We describe the first Canadian PERT, a multidisciplinary team aimed at providing urgent individualized care for patients with high-risk PE. Further research is necessary to determine whether a PERT improves clinical outcomes.

摘要

目的

在管理具有高危肺栓塞(PE)表现的患者时,新型再灌注治疗(如导管定向溶栓)的应用产生了临床均势。治疗选择取决于临床表现、患者因素、医生偏好和机构可及性。我们建立了肺栓塞反应团队(PERT),为我院具有高危 PE 的患者提供紧急评估和多学科护理。

方法

回顾性收集了 2016 年 1 月至 2018 年 12 月期间 PERT 激活的数据。

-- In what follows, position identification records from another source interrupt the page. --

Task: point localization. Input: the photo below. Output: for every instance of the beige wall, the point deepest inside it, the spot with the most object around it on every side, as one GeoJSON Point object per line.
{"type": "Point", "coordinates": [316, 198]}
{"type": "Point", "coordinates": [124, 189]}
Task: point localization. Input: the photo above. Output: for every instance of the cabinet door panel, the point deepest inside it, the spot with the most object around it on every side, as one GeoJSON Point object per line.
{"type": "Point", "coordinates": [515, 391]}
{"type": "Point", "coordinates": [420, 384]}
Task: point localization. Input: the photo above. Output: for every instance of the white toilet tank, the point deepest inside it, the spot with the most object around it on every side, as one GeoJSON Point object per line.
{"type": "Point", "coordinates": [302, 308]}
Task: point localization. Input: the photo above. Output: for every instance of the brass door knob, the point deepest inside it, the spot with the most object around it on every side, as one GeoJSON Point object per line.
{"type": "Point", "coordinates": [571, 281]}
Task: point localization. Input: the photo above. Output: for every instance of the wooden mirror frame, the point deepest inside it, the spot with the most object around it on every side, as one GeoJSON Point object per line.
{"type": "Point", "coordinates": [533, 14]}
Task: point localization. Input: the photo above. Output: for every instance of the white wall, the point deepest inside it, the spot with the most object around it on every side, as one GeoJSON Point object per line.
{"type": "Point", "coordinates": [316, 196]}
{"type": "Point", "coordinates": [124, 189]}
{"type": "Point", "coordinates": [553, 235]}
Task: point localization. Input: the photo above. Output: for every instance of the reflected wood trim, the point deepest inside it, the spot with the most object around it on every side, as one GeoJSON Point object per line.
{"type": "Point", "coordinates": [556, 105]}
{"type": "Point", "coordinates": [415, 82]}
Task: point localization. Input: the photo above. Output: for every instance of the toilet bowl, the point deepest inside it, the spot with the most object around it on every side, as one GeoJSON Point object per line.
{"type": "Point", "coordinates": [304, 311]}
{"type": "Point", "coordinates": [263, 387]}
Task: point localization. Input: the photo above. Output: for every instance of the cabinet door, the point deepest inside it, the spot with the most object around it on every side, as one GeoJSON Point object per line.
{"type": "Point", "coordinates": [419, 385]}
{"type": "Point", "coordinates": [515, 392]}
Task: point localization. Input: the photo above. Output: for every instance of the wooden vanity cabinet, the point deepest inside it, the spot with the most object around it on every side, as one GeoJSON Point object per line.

卡方检验用于确定三年研究期间死亡率的差异。Logistic 回归用于评估单独抗凝治疗(AC)与接受高级再灌注治疗(ART)的患者之间的 30 天和 90 天死亡率和主要出血的发生情况。

结果

在三年期间,共进行了 128 次 PERT 激活,其中大多数来自急诊科。85%的激活是为亚大块 PE,所有激活中有 56%被评估为亚大块高危。15 名患者(12%)表现为大块 PE。29 名患者(23%)使用了高级再灌注治疗,其中 25 名(20%)接受了导管定向溶栓。与 AC 组相比,ART 组发生大出血的风险增加(优势比[OR],17.9;95%置信区间[CI],4.1 至 125.0;P < 0.001),但 30 天死亡率无增加(OR,2.1;95% CI,0.4 至 9.1;P = 0.3)。30 天死亡率为 7.8%。

结论

我们描述了第一个加拿大 PERT,这是一个多学科团队,旨在为具有高危 PE 的患者提供紧急个体化护理。需要进一步研究以确定 PERT 是否能改善临床结局。